I try to make it interesting. I substitute the word "rescue" for the word "bailout," the word "deal" for "package, " the word "'motherfuckers" for "Wall Street CEOs." But it doesn't get any better. Sisyphus would have quit by now and gone back to the rock. And it isn't going to get better any time soon. For at least the next two months I will be reporting the same story, only it may get worse and worse.

Honestly, I am beginning to understand why people prefer to be ill informed. Being informed is painful. And trying to inform people? While making it understandable? And somewhat interesting? Yeesh. It makes me wish for fires, or natural disasters. Not really bad one where people get hurt, but ones where enough damage is done that it's interesting. Damage covered by insurance, of course, Wait, insurance companies could be going bankrupt because of the economic crisis. DAMN YOU WALL STREET!!!!

The Presidential candidates could make things easier for me, but they don't seem to understand that we live in a digital age where every speech they make is transmitting across the country. If McCain and Obama would just change up their speeches, and give me more to work with, that would be great. But they don't. They both say the same things, in the same inflections, at every rally, speech, ribbon cutting, and baby kissing. A great 15 second sound bit is wonderful -- for 15 seconds. After that, I have no use for it -- and I have to fill an hour. I'm telling you, I might vote Republican if McCain starts changing it up. I know Palin can't, they only record her voice track once a day -- like Teddy Ruxpin.

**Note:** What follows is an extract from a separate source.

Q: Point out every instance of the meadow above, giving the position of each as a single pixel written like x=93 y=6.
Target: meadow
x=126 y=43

I'm a little worried that I am going to "go postal" in the television sense and start making things up. Or start setting little fires. Or start using items off Perez Hilton. A whole block about how Lindsey Lohan was kidnapped by lesbian aliens, who may or may not be responsible for the blaze burning by the Great Salt Lake. At least I would enjoy writing it. That story wouldn't include the word "bailout."

1 comments:

Amanda said...

It would be fun to watch the more titanium-rod anchors read a Perez Hilton bit.